Description
Hi, we have recently switched from Reppy to Protego for our robots.txt parser. All seems fine, except we noticed a few differences between Reppy and Protego in the URLs we are crawling - essentially, Protego appeared to be allowing access to URLs that should be blocked. It seems that Protego follows the Google specification and Reppy does not, so differences should be expected. However, we noticed that the official Google Robots Tester blocked access to these URLs also - so there seems to be an error here.
The string in the robots.txt file that appeared to be being ignored is /en-uk/*q=*relevance*
and an example of a URL that was not being filtered by this string is /en-uk/new-wildlife-range/c/4018?q=%3Arelevance%3Atype%3AHedgehog%2BFood
Here is the output from Google Robots Tester showing that this URL should be blocked by the aforementioned string:
Having looked at the Protego code, we believe that we have found where this apparent error comes from. We also think we have a fix for it, and will happily submit the fix for your scrutiny as we'd like to know if there are unforeseen consequences from this change.

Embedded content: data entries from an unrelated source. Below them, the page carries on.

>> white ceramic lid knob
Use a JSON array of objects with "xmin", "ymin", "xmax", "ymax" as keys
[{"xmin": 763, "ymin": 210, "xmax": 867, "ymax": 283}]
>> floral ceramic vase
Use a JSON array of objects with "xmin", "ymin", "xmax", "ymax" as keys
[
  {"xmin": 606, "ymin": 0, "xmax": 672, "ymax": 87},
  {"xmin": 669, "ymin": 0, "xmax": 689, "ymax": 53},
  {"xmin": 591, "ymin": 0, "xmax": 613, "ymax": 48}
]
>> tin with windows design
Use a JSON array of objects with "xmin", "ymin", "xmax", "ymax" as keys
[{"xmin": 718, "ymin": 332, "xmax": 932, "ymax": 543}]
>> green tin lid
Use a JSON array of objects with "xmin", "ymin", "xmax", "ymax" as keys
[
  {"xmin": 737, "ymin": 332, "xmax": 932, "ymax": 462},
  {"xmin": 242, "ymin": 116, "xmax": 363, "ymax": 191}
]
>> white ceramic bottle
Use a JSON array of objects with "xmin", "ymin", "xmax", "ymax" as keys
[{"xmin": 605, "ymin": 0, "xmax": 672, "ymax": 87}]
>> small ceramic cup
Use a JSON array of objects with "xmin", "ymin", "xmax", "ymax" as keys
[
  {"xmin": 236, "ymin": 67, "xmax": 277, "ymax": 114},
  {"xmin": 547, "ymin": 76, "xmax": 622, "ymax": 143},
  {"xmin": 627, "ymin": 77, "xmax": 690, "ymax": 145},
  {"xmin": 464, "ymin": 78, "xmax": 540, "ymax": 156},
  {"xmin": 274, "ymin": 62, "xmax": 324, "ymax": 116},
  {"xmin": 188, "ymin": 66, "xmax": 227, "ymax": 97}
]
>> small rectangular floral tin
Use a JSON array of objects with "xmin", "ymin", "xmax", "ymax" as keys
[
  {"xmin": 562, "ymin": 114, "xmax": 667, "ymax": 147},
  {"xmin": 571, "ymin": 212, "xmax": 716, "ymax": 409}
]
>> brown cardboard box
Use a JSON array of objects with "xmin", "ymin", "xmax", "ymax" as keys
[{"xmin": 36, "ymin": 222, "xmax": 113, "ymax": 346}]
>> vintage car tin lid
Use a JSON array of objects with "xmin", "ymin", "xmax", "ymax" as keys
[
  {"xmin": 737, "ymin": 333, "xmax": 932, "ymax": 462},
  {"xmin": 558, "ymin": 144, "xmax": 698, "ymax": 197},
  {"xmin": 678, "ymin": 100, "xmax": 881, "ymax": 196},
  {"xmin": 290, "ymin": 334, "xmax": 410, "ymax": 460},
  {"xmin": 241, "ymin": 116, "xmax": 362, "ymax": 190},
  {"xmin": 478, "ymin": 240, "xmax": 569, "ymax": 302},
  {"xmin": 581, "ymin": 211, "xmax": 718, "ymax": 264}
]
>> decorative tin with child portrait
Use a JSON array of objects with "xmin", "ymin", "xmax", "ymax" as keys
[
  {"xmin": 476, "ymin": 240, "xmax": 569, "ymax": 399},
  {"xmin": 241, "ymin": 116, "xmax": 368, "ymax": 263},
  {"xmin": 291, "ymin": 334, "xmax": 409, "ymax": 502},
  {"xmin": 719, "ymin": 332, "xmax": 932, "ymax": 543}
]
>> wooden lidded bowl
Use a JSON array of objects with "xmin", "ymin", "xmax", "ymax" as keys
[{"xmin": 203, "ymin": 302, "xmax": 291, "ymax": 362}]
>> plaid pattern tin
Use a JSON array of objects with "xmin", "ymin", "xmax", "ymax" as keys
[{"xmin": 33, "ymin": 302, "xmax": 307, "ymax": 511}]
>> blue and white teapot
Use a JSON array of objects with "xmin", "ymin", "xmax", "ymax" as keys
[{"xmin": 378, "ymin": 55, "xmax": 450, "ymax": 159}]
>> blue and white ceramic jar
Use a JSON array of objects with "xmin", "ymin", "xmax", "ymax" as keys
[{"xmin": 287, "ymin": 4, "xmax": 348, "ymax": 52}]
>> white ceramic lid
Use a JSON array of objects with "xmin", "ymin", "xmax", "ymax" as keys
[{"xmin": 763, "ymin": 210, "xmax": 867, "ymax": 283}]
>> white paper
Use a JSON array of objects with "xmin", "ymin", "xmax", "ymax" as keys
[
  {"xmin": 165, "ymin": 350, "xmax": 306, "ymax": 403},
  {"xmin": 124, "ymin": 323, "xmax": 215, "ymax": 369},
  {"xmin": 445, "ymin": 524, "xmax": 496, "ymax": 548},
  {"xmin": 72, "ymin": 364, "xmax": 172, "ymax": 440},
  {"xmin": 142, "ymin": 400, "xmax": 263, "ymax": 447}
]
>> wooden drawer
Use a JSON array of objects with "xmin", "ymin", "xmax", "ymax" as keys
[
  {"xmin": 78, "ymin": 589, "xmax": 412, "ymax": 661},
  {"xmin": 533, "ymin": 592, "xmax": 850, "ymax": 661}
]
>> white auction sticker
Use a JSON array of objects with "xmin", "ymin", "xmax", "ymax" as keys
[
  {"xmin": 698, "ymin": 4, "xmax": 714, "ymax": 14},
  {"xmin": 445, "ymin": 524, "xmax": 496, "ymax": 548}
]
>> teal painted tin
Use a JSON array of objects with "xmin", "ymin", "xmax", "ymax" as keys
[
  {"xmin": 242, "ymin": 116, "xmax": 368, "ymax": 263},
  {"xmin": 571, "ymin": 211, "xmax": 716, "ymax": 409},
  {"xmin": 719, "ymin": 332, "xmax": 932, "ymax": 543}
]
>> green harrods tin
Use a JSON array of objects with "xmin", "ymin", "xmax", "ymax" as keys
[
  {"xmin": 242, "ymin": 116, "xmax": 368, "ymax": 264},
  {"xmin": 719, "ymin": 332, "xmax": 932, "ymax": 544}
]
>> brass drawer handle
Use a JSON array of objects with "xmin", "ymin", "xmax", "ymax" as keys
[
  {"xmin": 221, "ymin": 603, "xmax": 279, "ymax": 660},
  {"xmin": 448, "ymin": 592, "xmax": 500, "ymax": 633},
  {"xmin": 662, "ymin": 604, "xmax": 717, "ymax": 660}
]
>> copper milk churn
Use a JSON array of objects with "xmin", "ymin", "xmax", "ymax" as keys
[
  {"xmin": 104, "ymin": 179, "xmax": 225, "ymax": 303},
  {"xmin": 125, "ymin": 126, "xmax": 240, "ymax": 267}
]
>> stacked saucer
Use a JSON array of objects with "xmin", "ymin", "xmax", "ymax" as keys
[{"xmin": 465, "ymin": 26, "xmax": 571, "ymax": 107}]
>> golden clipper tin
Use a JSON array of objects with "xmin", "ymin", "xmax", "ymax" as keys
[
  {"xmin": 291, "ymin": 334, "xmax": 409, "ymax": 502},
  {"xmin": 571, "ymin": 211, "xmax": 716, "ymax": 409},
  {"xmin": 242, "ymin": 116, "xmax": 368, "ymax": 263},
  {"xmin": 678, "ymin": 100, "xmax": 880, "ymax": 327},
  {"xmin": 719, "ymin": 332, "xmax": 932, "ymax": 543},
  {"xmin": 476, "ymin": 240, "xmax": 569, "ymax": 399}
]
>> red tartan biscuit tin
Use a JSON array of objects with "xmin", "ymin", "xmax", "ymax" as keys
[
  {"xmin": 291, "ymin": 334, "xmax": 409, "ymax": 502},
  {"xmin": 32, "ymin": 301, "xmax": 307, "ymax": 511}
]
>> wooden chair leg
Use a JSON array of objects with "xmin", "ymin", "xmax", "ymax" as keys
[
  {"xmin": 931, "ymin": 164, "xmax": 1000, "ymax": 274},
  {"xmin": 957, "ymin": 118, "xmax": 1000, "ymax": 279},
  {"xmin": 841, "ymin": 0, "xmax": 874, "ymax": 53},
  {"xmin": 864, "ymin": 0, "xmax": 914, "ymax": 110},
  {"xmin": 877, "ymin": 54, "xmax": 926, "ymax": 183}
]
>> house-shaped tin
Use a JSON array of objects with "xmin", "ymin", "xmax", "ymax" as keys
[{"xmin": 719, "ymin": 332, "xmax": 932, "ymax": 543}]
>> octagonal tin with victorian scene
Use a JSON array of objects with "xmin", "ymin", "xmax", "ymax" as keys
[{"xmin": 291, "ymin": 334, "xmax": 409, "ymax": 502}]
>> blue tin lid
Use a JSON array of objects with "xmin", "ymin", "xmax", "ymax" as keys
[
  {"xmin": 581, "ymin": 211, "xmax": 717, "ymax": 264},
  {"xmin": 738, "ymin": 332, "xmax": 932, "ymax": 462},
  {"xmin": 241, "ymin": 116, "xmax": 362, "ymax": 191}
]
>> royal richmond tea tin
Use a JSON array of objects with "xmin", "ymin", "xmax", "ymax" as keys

The problem involves the ASCII hex-encoding of the URL string. Protego splits the URL into parts, e.g.:
scheme="http://", netloc='www.website.com', path='/en-uk/new-wildlife-range/c/4018', params='', query='q=%3Arelevance%3Atype%3AHedgehog%2BFood', fragment=''
It then encodes symbols in the "path" part of this, removes the "scheme" and "netloc" parts, and reassembles the URL to compare with all the rules in robots.txt. The issue we're seeing is that it only encodes the symbols in the "path" part. The "query" part is left alone.
We end up with this as the URL to be checked:
/en-uk/new-wildlife-range/c/4018?q=%3Arelevance%3Atype%3AHedgehog%2BFood
Which when a regex search is applied to it using this string: /en-uk/.*?q%3D.*?relevance.*?
a match isn't found as the =
in the URL hasn't been encoded to %3D
.
The fix we have is simple, it just encodes the "query" part in the same way as the "path" part. So instead we end up with URL:
/en-uk/new-wildlife-range/c/4018?q%3D%3Arelevance%3Atype%3AHedgehog%2BFood
the URL is matched with the regex string correctly, and crawler access is blocked.
Is this likely to cause any unforeseen issues?
Thanks